European universities ‘need agility revolution’ to compete

Private university founder calls for governance overhaul as the rector of one of Poland’s leading public universities says it is considering an endowment to secure a more stable financial foundation

七月 3, 2023
Source: iStock

A private university founder has said European institutions need to overhaul themselves and become more agile if they want to compete with companies and university rivals in China and the US to attract the best students.

Speaking at the Times Higher Education Europe Summit, hosted by the University of Warsaw, Andrzej Koźmiński, founder and former rector of Kozminski University, said European universities’ governance left them sluggish compared with new rivals for top international talent.

Modular training provided by big technology companies and corporations, combined with the “breathtaking” development of universities in China and elsewhere meant European universities must overhaul themselves to compete for the “crème de la crème” of international students.

“The emerging environment of current education calls for an adjustment which might and should transform itself into a revolution of agility, breaking traditional stiff structures and formalised procedures,” said Professor Koźmiński, a former Fulbright scholar and member of the Polish Academy of Sciences.

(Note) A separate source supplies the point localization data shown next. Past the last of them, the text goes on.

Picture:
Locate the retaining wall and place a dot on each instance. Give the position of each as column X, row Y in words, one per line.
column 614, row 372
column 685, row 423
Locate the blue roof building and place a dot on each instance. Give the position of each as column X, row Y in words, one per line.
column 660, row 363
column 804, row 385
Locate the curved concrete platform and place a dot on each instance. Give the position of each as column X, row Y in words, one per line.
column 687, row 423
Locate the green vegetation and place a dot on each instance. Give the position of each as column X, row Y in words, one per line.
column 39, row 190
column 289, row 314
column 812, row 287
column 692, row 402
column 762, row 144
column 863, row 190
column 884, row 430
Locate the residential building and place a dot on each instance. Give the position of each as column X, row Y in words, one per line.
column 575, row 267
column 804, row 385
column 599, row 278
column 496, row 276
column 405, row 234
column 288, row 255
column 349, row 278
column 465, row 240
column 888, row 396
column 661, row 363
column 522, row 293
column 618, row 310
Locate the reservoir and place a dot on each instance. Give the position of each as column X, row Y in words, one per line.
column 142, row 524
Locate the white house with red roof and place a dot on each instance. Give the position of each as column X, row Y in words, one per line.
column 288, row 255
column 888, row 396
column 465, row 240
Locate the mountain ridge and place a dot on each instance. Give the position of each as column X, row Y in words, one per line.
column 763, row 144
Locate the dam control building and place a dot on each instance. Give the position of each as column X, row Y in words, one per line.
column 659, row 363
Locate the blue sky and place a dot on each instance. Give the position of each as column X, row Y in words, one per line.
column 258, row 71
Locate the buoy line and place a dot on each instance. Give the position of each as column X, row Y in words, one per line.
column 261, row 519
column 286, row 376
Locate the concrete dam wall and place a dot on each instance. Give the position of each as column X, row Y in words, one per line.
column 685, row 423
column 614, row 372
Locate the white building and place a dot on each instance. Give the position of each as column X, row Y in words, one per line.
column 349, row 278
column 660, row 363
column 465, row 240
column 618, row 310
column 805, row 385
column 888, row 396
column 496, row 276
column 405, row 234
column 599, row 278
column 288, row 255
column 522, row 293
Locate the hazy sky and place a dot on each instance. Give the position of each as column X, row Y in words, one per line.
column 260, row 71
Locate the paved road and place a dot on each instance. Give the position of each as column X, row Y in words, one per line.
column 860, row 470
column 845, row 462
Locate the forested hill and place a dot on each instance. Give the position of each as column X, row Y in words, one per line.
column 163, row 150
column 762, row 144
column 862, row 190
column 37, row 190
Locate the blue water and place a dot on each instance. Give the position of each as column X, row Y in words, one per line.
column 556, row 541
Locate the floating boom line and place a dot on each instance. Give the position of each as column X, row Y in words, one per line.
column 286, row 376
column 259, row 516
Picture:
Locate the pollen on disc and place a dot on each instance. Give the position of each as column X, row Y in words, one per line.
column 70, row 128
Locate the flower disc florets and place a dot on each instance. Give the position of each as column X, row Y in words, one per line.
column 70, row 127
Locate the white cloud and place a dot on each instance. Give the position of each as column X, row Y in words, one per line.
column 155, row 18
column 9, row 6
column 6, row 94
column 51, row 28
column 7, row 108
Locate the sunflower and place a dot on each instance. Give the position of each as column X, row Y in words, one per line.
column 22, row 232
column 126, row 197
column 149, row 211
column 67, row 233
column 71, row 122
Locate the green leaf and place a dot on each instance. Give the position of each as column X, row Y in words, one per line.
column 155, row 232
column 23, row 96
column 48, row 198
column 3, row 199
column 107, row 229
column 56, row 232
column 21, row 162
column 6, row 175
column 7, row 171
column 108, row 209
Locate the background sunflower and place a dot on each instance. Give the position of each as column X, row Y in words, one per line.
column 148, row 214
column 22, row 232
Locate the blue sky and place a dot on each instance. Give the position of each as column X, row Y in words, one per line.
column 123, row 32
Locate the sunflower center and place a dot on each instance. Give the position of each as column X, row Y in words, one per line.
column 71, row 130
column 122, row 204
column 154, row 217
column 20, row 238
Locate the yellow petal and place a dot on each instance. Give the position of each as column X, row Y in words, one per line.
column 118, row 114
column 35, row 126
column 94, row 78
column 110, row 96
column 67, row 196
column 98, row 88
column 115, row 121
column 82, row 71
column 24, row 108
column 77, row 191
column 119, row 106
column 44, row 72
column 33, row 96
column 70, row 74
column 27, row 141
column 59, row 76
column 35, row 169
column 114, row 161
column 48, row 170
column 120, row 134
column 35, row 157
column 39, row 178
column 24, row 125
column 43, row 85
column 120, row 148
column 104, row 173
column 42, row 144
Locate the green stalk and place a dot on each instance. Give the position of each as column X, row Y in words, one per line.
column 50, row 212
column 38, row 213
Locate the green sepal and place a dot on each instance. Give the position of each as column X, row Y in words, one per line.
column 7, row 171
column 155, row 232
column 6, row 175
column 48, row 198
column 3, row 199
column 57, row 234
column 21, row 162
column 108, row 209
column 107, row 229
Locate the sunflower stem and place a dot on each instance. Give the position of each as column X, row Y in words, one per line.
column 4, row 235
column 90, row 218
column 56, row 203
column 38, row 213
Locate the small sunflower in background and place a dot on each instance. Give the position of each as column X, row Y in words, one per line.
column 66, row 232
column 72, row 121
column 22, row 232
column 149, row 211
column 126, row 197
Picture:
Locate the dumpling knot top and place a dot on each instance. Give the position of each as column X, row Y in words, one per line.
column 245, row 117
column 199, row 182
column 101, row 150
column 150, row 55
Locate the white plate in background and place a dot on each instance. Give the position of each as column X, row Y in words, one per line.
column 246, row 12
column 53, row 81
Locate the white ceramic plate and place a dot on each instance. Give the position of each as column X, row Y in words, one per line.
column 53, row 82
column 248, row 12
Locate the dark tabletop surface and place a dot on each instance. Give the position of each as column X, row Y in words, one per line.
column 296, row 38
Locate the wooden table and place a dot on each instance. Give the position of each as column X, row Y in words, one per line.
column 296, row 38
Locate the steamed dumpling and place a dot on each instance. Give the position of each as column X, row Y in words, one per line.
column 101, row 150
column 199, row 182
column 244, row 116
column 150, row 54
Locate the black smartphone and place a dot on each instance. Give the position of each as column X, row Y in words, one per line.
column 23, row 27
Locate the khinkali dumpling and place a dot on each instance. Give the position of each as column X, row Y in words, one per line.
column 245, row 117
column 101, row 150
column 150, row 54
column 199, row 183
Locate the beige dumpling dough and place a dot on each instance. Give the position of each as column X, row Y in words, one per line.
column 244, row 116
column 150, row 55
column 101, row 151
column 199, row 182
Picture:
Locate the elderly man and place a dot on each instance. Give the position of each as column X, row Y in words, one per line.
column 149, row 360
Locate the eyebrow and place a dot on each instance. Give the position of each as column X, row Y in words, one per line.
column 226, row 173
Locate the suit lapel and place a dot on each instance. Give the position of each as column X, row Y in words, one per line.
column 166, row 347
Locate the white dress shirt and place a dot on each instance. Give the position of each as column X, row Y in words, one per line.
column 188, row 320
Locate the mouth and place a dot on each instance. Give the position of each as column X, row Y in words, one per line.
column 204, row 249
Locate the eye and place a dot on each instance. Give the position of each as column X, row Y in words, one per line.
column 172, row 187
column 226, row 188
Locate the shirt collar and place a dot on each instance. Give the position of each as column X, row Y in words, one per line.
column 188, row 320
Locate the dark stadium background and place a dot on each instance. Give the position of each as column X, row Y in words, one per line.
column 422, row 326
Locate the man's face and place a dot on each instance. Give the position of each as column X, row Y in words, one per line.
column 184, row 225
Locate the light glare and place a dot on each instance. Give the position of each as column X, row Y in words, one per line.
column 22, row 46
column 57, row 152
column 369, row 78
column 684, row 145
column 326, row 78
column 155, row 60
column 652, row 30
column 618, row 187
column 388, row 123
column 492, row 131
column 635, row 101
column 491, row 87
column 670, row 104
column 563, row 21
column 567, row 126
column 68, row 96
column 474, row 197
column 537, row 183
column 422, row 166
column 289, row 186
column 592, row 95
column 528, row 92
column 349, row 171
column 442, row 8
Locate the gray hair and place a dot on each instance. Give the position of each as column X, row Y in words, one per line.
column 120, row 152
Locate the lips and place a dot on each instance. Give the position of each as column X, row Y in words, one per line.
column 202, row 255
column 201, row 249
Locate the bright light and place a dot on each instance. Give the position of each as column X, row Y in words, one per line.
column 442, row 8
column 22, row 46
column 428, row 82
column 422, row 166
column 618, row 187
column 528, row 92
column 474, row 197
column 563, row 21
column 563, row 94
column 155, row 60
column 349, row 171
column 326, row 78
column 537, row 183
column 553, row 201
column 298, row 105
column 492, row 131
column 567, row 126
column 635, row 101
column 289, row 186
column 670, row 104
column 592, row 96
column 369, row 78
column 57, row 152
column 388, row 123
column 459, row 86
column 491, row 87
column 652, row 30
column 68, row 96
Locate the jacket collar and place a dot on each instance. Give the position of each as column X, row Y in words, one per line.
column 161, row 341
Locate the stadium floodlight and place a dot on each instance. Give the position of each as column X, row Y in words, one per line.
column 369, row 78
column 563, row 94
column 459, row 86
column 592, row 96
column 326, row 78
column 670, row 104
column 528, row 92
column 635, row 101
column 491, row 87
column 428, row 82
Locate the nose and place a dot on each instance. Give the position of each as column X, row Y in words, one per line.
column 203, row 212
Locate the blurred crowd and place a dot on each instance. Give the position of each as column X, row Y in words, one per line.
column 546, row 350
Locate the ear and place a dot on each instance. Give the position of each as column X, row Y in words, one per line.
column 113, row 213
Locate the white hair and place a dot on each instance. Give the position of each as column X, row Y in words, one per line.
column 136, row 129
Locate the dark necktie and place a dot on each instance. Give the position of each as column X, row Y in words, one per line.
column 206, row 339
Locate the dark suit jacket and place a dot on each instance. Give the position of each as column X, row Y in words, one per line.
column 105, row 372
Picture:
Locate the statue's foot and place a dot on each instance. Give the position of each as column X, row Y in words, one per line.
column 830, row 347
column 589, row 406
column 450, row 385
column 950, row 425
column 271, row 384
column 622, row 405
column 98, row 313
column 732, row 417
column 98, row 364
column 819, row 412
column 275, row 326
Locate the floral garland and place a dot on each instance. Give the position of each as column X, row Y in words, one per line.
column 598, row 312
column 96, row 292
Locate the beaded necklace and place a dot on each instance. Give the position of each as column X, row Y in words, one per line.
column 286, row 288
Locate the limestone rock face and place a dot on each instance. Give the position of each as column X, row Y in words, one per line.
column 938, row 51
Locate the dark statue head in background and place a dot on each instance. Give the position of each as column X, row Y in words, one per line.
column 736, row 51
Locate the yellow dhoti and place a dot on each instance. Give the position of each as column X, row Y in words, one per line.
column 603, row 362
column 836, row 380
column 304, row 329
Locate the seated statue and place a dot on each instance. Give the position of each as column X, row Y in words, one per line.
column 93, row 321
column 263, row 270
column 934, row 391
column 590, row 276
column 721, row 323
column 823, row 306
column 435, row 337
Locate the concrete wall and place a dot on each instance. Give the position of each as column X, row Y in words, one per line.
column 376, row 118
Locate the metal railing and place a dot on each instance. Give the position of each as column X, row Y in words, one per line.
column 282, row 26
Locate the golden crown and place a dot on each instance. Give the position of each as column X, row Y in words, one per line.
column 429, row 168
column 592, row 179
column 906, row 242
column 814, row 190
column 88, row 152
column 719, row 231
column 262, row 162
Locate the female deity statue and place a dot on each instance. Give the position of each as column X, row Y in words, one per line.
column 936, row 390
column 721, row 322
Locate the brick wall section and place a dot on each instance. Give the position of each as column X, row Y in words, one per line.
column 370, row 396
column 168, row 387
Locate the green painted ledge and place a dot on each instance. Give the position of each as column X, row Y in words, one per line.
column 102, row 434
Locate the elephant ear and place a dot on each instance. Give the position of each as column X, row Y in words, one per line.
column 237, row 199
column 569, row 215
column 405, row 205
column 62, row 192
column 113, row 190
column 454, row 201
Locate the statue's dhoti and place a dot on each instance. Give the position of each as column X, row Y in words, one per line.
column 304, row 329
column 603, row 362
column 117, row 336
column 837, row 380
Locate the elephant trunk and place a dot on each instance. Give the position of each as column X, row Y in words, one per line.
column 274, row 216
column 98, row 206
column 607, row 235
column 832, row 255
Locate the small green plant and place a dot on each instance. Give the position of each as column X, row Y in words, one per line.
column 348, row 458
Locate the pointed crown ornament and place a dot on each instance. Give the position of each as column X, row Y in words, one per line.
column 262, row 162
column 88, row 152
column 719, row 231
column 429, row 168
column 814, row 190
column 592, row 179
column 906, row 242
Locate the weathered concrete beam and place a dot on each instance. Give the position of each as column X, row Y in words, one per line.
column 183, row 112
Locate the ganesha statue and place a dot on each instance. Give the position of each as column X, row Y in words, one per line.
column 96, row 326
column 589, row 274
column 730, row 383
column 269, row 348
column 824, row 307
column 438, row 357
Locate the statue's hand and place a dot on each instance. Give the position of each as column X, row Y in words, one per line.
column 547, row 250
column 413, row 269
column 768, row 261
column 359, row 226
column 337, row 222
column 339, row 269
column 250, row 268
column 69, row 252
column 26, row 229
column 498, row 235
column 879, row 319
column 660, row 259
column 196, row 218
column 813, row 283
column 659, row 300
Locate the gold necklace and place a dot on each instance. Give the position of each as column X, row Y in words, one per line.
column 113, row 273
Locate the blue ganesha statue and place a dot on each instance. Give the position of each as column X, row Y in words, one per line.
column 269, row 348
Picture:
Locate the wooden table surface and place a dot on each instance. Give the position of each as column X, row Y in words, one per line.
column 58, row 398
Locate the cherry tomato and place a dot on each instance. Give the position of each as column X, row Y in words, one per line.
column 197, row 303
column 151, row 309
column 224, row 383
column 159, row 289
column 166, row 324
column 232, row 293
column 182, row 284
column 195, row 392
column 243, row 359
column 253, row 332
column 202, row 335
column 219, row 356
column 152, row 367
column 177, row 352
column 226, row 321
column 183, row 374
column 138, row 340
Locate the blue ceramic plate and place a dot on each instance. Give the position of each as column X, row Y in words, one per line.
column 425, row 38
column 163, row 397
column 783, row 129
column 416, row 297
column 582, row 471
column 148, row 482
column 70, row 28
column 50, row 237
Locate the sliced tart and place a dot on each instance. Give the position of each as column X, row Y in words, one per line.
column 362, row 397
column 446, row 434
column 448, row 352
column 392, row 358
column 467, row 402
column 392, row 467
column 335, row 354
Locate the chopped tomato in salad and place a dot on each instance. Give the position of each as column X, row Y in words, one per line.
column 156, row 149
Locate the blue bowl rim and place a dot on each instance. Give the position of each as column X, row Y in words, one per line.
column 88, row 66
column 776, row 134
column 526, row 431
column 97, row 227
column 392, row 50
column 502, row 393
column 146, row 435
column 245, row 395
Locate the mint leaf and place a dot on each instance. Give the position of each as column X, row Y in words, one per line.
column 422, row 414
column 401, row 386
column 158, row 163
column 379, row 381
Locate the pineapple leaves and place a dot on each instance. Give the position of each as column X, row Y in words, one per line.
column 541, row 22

Such a transformation in decision-making “requires some adjustments” of the “traditional academic governance system”, he said, and there needed to be an “open-minded debate” about how universities developed policies.

Changes should include the elimination of “academic red tape and endless collective decision-making processes” and would touch on “autonomy versus state bureaucracy, democratic procedures, collegiality and traditional ceremonial side of academic life”, but should still respect European institutions’ “democratic soul”.

European universities must adopt more agile governance to attract the best students and collaboration partners or else they “risk being turned into museums”, Professor Koźmiński said. “Attractive partners have no time to wait and waste,” he added.

Aside from the need to compete for international students with private providers and those in North America and Asia, European universities also faced “skyrocketing” costs and Professor Koźmiński said universities, including those outside the elite, which he described as “mass retailers”, “should be turning a profit”.

Even elite universities lacked their own resources to compete with rivals and would have to work more closely with companies and other institutions to muster the money required, he added.

Also speaking at the THE Europe Summit, the rector of the University of Warsaw, Alojzy Nowak, said the university was considering a US-style endowment to guarantee its financial stability.

Referring to the financial firepower of private Ivy League institutions in the US, such as Stanford University, Professor Nowak said universities in Poland faced a “huge problem” in terms of resources in the long term, noting Warsaw gets about 90 per cent of its funding from public sources, either in Poland or the European Union.

He contrasted Stanford’s annual budget of more than $8 billion (£6.3 billion) for roughly 17,000 students and 3,000 faculty with Warsaw’s approximately Z2 billion (£387 million) for 50,000 students and 10,000 full faculty. “Maybe an endowment will be very important,” he said, noting that Stanford’s weighed in at more than $30 billion.

Both Professor Koźmiński and Professor Nowak said European universities needed to cooperate more with businesses and each other to get ahead globally, although the former said Europe’s top universities should also take pride in the fact that their student bodies were “much more open and diverse” than their counterparts in the Ivy League.